Added Pequot coach Tim Bray: “It was a really close competition and that’s exactly what we were looking for.”
Moonlite bay in Cross Lake hosted the event, the Power Lodge and Lund boats provided prizes for the youth anglers.
The next event for the Brainerd Warrior fishing team was the Student Angler Tournament Trail team championship Sept. 14-15 on Lake Pokegama near Grand Rapids. The six anglers competing for Brainerd were senior Jay Young, senior Kyle Bahr, junior Troy Peterson, junior Tyler Bahr, junior Cole Larkin and junior Blair Erickson.
Three Brainerd Warrior anglers are headed to the adult TBF regionals Sept. 21-22 on Pool 8 in LaCrosse Wis. All three anglers competed in the MN TBF state championship and the top 12 co-anglers from Minnesota advanced to the regionals which includes anglers from Wisconsin. Kyle Bahr had a six fish total weight of 18.85 pounds at state to take first place, Troy Peterson had a total weight of 15.75 pounds, good enough for eighth place and Tyler Bahr rounded off the team with 11th place and a weight of 14.34 pounds. This is the first time Brainerd is sending three anglers to the adult regional championship, all three will be competing as co-anglers, hoping for a chance to qualify for the nationals.

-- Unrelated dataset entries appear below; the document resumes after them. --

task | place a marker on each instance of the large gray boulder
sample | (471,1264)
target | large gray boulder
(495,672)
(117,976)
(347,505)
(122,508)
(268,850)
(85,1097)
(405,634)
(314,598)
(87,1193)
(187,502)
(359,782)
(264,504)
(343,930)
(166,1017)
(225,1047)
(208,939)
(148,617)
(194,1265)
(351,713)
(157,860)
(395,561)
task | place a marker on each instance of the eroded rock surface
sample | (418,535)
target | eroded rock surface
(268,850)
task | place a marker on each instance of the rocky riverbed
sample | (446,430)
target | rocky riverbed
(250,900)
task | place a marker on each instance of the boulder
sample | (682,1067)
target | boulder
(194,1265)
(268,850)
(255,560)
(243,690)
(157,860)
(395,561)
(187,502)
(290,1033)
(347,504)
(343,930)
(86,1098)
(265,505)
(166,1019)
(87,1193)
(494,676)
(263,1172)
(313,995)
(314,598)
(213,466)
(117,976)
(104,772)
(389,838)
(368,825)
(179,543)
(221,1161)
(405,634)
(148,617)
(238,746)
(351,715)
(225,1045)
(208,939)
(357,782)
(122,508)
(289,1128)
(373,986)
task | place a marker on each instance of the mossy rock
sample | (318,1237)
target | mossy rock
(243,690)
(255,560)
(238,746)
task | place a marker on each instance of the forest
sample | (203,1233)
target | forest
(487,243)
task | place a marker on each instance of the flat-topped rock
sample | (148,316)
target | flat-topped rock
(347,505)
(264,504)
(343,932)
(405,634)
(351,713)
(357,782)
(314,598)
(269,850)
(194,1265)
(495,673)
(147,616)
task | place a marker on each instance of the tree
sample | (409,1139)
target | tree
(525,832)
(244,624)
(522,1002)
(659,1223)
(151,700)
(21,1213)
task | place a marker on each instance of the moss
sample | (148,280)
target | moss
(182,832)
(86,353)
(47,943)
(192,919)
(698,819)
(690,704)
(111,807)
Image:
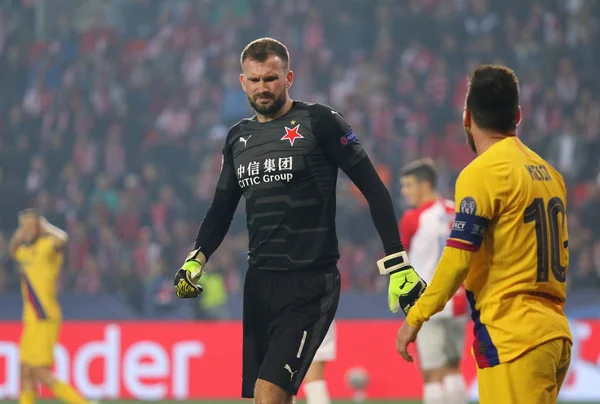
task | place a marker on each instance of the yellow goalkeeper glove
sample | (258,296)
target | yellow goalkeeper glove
(187,277)
(405,283)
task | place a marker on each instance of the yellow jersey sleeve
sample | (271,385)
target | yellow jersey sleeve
(20,254)
(479,199)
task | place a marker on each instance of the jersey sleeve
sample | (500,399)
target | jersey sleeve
(336,137)
(478,201)
(216,222)
(408,227)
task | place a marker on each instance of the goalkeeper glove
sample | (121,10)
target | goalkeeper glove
(187,277)
(405,283)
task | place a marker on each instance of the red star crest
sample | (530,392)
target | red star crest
(292,134)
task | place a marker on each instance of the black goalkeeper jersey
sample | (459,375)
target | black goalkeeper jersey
(286,169)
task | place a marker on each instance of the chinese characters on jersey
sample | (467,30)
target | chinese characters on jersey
(270,170)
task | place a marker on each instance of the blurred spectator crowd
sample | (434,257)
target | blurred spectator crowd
(113,115)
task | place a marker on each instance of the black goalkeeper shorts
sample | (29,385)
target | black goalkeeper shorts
(286,317)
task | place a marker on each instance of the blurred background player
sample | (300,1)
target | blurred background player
(38,247)
(509,244)
(425,229)
(315,386)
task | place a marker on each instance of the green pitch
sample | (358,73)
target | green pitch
(247,401)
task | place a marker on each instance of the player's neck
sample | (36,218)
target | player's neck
(485,140)
(429,198)
(284,110)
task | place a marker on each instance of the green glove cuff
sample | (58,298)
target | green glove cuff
(194,268)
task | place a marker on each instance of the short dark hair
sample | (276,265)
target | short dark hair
(29,212)
(260,49)
(493,98)
(423,170)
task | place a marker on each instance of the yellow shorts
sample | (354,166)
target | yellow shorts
(533,378)
(37,342)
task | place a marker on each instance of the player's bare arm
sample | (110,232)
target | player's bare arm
(15,241)
(59,236)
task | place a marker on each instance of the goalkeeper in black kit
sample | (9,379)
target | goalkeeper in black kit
(284,161)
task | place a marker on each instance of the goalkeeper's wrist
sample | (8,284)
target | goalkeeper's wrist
(196,255)
(393,263)
(402,271)
(194,268)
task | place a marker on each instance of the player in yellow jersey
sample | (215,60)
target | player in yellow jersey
(37,246)
(509,246)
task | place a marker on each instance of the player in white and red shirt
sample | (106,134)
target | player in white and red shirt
(424,230)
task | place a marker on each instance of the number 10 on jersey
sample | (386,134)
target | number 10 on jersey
(548,232)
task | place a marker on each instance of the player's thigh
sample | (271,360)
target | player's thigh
(38,339)
(255,320)
(327,350)
(305,304)
(531,378)
(564,363)
(430,345)
(454,343)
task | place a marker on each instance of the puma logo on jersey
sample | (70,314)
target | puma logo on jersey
(244,141)
(289,369)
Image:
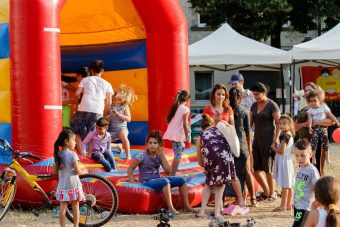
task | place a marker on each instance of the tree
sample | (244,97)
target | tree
(260,19)
(311,14)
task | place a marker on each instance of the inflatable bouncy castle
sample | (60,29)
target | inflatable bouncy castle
(143,43)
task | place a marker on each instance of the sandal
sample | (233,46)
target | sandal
(253,202)
(199,215)
(262,197)
(272,198)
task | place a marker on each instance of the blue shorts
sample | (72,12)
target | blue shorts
(178,148)
(159,183)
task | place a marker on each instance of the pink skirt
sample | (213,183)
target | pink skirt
(76,194)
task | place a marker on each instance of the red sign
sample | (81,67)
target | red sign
(328,78)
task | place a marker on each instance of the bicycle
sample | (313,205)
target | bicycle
(101,201)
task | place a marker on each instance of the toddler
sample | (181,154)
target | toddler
(99,142)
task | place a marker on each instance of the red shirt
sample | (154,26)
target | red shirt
(215,115)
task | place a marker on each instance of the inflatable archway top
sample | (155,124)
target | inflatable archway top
(122,33)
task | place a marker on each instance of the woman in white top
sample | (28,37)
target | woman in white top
(96,97)
(327,196)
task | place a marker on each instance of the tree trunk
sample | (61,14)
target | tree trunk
(275,38)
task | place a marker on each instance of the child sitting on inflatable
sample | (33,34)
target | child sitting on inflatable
(99,142)
(149,163)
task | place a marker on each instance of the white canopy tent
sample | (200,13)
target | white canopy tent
(227,50)
(225,46)
(325,48)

DNR seeks comments on northern pike regulations for Mitchell Lake, Crow Wing County
Anglers and others interested in proposed changes to northern pike regulations on Mitchell Lake, north of Fifty Lakes in Crow Wing County, are invited to attend an open house hosted by the Department of Natural Resources.

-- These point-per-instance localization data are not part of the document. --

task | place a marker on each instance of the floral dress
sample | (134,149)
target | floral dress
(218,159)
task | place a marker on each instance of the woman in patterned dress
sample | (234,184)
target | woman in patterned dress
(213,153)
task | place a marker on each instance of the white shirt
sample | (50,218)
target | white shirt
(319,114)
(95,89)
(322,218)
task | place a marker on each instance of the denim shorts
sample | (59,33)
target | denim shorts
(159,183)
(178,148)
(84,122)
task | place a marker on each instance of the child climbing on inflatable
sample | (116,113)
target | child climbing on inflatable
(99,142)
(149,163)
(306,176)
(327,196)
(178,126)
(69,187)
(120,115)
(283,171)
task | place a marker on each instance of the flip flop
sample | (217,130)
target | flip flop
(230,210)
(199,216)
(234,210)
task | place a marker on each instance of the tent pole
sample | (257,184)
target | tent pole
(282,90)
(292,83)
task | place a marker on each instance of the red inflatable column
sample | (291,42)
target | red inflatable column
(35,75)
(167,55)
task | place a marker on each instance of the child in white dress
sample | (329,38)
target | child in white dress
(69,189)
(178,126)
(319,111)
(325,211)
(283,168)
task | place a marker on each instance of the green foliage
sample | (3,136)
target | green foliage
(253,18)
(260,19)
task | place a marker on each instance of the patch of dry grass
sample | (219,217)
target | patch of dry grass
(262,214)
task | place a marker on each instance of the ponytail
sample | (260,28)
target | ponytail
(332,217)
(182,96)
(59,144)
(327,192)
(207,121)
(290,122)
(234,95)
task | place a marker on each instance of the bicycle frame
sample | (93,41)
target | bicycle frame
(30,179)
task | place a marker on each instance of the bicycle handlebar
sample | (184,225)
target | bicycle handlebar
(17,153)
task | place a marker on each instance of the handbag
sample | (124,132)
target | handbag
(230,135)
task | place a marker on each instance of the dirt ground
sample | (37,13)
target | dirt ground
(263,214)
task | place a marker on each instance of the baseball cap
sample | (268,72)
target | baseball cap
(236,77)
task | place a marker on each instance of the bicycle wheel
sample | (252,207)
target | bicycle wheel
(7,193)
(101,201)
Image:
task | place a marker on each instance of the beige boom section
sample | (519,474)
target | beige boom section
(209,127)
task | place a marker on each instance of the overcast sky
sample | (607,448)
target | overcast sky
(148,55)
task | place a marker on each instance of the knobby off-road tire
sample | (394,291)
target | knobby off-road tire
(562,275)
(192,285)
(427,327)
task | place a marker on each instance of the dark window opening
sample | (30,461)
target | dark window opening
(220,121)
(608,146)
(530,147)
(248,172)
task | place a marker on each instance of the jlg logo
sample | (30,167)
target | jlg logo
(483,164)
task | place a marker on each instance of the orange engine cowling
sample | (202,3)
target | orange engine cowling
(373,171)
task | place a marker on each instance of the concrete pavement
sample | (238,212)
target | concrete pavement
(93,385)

The first open house will be on Sept. 24 from 6-8 p.m. at the Brainerd DNR Office, 1601 Minnesota Drive. The second open house will be on Sept. 25 from 6-8 p.m. at the DNR Central Office, 500 Lafayette Rd, St. Paul. No formal presentation will be made at the open houses but fisheries staff will be on hand to provide background information, answer questions, and take public input.
The current northern pike regulation on Mitchell Lake was put in place in 2003 and requires a 40-inch minimum length with a possession limit of one fish. This existing regulation, along with an increase in the number of fish that have survived from hatch to catchable size, have resulted in an overall increase in northern pike across a range of sizes. The proposed regulation is a 24- to 36-inch protected slot limit and with a possession limit of three fish with only one over 36 inches allowed.
This regulation would allow harvest of smaller northern pike while protecting medium to large pike that are present in Mitchell, but are rare in other waterbodies in the area.
“This proposed 24- to 36-inch protected slot regulation has been successful in the Mission and Rabbit lakes in Crow Wing County,” said Marc Bacigalupi, DNR Brainerd area fisheries supervisor. “We look forward to talking with anglers about their experiences on Mitchell Lake. These public meetings provide an opportunity to exchange information and give us input that may not be represented in our lake surveys.”
Comments on this regulation can also be mailed to Marc Bacigalupi, area fisheries supervisor, DNR Brainerd area fisheries, 1601 Minnesota Drive, Brainerd, MN 56401, or sent by email to firstname.lastname@example.org. Comments will be accepted through Oct. 4.
Inaugural statewide youth deer season opens Oct. 17
Minnesota offers mentors an ideal way to share hunting knowledge and traditions with youth ages 10-17 during its inaugural statewide youth deer season.
The four-day season begins Thursday, Oct. 17, and concludes Sunday, Oct. 20. It coincides with statewide teacher workshops, so many Minnesota students don’t have school during the youth season’s first two days.
“This is a hunting season just for kids,” said Barb Keller, big game program leader for the Minnesota Department of Natural Resources. “It’s a chance for parents, relatives and trusted adults to discover, explore and practice hunting with youth in Minnesota’s fields and forests.”
Minnesota’s youth deer season began in 2004 in northwestern Minnesota. Over the years, it expanded to 28 deer permit areas in parts of southeastern and northwestern Minnesota and the Twin Cities metro area where deer were most abundant.
A 2018 statewide survey of hunters showed support for a statewide youth deer season. Deer management interest groups supported the concept, too.
Typically, temperatures in the middle of October are warmer than those during the regular November firearm deer season, snow has yet to set in for winter, and deer are moving more during the daylight hours. Those factors create an ideal opportunity for youth deer hunters.
To participate, youth must be 10-17 years old and have a deer license. An adult parent, guardian, or mentor must accompany youth ages 10-13. All youth hunters and mentors must follow blaze orange/pink clothing requirements. Adults may not hunt, unless they are in an area open during the early antlerless season.
Complete youth season details are available on the DNR website on the youth deer hunting page.
“Hunting is a pathway for understanding nature, supporting sound natural resource management and becoming a conservation advocate,” Keller said. “Creating this opportunity is one of the ways the DNR is working to preserve Minnesota’s hunting heritage.”